Profitable Customer Relationships: Balancing the Contact Center's Conflicting Priorities

Contact centers come in all varieties: some are focused on handling in-bound support calls, some specialize in out-bound collections, others on in-bound direct response selling, and so on.  It thus follows that contact centers would have varying missions and business goals.  At a strategic level, I contend that there are only 3 core business goals that drive all contact center operations and that contact centers are typically driven by 2 of the 3 goals.  The 3 goals are:

  1. Maximize the lifetime value of each customer
  2. Minimize the cost of managing the customer lifecycle
  3. Provide a best-in-class customer brand experience

For brevity, let's summarize these 3 goals as Revenue, Cost, and Customer Experience.  There is a natural tension between the 3 goals; for example, great customer experiences may have high costs associated with them, a high focus on up-selling to increase revenue may impact a customer's trust in the business and thus their experience as a customer, and so on.  One can visualize this tension as follows:

Of the 3 goals, Revenue and Cost are both factors driving the interest of the business; after all, the delta between revenue and cost is the business' profit margin.  On the other side of the analysis, Customer Experience is about ensuring customer satisfaction and pleasure with the brand.  Balancing those sides effectively is what allows a business to create "profitable customer relationships", a balance between business interests and the customer's experiences. 

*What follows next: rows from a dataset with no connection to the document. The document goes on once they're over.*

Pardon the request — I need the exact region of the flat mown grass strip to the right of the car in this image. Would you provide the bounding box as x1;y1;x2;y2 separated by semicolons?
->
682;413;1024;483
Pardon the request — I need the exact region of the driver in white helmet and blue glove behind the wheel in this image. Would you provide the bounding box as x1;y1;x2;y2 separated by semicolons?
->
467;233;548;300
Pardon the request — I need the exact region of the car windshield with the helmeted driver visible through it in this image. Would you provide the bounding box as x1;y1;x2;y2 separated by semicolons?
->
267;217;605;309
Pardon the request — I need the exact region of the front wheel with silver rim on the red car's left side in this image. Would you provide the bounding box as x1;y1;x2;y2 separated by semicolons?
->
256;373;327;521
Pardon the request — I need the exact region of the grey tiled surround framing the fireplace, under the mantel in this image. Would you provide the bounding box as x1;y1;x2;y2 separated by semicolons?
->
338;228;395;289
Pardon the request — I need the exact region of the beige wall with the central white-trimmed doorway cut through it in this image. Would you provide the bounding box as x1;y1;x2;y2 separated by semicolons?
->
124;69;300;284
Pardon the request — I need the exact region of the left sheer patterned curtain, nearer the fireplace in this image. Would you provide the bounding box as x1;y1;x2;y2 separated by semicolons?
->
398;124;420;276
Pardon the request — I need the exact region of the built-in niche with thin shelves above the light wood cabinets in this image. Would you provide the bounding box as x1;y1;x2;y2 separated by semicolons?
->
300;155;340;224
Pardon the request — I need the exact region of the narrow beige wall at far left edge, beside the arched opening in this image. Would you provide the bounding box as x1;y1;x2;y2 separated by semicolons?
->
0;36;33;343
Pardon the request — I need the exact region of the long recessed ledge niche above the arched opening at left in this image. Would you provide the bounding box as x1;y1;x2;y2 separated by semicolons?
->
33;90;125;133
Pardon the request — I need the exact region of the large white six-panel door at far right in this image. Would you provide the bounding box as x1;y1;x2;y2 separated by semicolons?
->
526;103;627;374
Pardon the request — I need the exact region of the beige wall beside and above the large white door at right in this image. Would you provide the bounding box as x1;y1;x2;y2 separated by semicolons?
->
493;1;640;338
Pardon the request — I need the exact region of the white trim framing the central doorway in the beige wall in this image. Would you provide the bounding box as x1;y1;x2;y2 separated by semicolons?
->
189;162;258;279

However, that balance may vary depending on the customer's stage in the business relationship and therefore on the type of relationship the contact center has with them at the time.  For example, if we were to overlay 3 common types of contact center functions on our tension triangle: sales, support, and collections, they would land in very different regions:

 

Sales is driven primarily by the Revenue goal followed by an appreciation for Customer Experience; if a selling experience is too aggressive, it will clearly have an impact the customer's experience and their likelihood to become a loyal, repeat customer.  Support is typically thought of as "the best customer experience for the money" as it balances the Cost goal with the Customer Experience goal; while support contact centers are typically run as cost centers (in an accounting sense), they must not to be so cost conscious that the customer experience suffers.  Finally, a collections contact center is likely not too focused on customer experience and is instead driven by collecting as much debt as possible (the Revenue goal) while doing so for the least cost possible (the Cost goal).

As one can see, while each individual functional contact center (i.e., Sales, Support, Collections, etc.) may not balance all three goals, as a holistic company, the overall balance between this triad of goals must exist and, once it does, the company has achieved a profitable customer relationship.